Passionnée par ce concept, j’ai commencé à m’informer et j’ai poursuivi ma formation dans ce sens. Pour mieux connaître les plantes, j’ai suivi un BTS de production horticole à Angers pendant 2 ans et, à cette occasion, j’ai pu participer à un concours organisé par la Fondation Truffaut sur le thème des jardins thérapeutiques dont je suis sortie lauréate, ce qui m’a permis de rencontrer tous ceux qui commençaient à faire émerger l’idée des jardins thérapeutiques en France. 

Avec cet élan, je suis partie créer un jardin thérapeutique au Mans, pendant un service civique de dix mois, dans un foyer de vie qui accueillait des adultes en situation de handicap mental. J’ai voulu poursuivre ensuite mes études en licence professionnelle, pour me former à l’accompagnement des publics vulnérables, élargir mes connaissances théoriques sur les différentes situations. C’était captivant car, plus j’en apprenais sur le handicap, les maladies, les addictions, plus je faisais le lien avec mes expériences de jardin thérapeutique.

*

Aujourd’hui, je suis éducatrice spécialisée auprès d’ados au sein de l’Institut médico-éducatif de l’association Marie Moreau à Saint-Nazaire.

Pourquoi faire un tour de France des jardins thérapeutiques ?

Cela fait maintenant dix ans que je m’intéresse à ces jardins. J’ai d’abord eu envie de concevoir mon propre jardin d’accueil, « le Jardin des Maux’passants », et j’ai commencé par créer une page sur les réseaux sociaux, pour mettre en avant mes avancées dans ces domaines, partager mes recherches et mes tâtonnements, mais aussi entrer en contact avec d’autres porteurs de projets qui associent leur démarche éducative ou thérapeutique à des jardins. 

Mon objectif, c’est le partage et j’ai déjà reçu énormément de soutiens de la part d’associations, de fondations et d’entreprises. J’ai également mis en place un partenariat avec les lycées agricoles en France, pour que je puisse me faire héberger dans les établissements le long de mon parcours et, en contrepartie, proposer une intervention de sensibilisation des étudiants au concept. C’est très important pour moi de pouvoir transmettre aux jeunes qui se destinent à des métiers du végétal, en leur montrant que cette filière existe et qu’elle est amenée à se développer dans les années à venir.

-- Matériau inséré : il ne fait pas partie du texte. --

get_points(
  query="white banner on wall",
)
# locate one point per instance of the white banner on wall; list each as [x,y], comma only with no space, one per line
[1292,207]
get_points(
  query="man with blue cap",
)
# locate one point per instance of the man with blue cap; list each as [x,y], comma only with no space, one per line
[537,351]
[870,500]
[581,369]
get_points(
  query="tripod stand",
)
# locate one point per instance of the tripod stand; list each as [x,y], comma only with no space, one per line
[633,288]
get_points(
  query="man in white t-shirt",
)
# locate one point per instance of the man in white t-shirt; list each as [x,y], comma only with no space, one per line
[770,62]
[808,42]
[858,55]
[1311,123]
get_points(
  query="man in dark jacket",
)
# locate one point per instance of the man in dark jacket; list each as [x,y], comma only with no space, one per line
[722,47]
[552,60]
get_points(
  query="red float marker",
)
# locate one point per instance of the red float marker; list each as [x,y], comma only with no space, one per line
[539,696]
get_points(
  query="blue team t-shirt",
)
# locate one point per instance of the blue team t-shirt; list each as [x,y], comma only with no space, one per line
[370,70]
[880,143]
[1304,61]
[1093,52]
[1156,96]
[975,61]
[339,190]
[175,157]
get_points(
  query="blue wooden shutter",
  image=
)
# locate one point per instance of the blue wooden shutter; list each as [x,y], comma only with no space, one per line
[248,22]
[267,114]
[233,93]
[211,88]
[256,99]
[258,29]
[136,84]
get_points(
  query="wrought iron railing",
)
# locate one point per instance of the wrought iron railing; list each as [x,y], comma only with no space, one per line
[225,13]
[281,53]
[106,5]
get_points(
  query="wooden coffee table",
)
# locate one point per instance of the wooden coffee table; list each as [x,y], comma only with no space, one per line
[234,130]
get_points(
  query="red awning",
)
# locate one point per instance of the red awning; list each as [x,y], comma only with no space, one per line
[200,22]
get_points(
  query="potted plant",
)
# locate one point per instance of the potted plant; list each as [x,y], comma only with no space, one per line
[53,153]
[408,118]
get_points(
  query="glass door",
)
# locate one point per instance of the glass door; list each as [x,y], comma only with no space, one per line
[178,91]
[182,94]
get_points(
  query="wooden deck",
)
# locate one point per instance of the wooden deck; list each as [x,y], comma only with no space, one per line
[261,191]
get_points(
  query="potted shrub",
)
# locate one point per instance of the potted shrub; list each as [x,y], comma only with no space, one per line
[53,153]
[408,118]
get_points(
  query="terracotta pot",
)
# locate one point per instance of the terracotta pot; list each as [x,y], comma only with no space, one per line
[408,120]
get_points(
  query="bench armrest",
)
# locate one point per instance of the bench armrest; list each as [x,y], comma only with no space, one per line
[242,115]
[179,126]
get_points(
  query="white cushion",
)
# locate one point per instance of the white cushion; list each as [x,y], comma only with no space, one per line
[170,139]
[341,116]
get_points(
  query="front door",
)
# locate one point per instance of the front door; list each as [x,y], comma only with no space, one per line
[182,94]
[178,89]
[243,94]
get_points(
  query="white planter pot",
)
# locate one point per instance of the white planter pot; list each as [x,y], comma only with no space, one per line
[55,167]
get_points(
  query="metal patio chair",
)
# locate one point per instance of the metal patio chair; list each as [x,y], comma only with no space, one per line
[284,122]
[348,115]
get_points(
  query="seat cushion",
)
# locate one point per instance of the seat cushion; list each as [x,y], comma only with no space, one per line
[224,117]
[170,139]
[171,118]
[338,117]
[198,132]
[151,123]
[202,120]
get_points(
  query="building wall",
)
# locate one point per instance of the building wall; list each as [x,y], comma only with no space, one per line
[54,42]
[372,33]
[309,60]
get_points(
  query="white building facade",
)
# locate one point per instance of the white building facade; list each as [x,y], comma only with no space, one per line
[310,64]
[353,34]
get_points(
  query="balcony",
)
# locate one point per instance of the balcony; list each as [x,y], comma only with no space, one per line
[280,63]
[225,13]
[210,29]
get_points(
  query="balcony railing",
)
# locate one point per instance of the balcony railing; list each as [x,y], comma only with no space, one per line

Quels sont les freins au développement de ce type de jardins ?

Principalement, le financement et l’entretien. Pour les institutions et les établissements, le jardin est souvent considéré comme une contrainte, sans évaluer les bienfaits que ça apporte. Trop peu d’études ont permis de démontrer les vertus de ces jardins, mis à part quelques-unes comme celle réalisée au Pôle psychiatrique du Jardin des Mélisses, au CHU de Saint-Étienne. 

Où en êtes-vous des préparatifs ?

Il me reste encore à fixer toutes les étapes du parcours. Je n’ai que trois mois. J’ai recensé en tout plus d’une centaine de jardins à visiter, mais je dois me limiter à une quarantaine. Je sélectionne de façon à montrer la diversité des situations ; en allant dans les jardins des institutions, mais aussi à l’extérieur, en ouvrant l’éventail des possibilités d’accueil à des publics très différents, selon qu’il s’agisse de s’occuper de personnes en situation de handicap ou de maisons de retraite, de jardins dans les prisons ou pour des femmes atteintes de cancer… J’ai choisi également des jardins de dimensions très différentes, certains se situent dans des parcs de plusieurs hectares, d’autres dans des patios. Un petit jardin peut apporter beaucoup. Ensuite, mes contraintes de trajet m’empêchent de visiter toutes les régions, et je me concentre sur les alentours des plus grosses agglomérations. Néanmoins, j’espère pouvoir établir un beau panorama et j’ai déjà réussi à obtenir un partenariat pour pouvoir faire un reportage vidéo, qui servira de support de communication par la suite, et permettra de donner un coup de projecteur sur tous ces jardins méconnus des médias.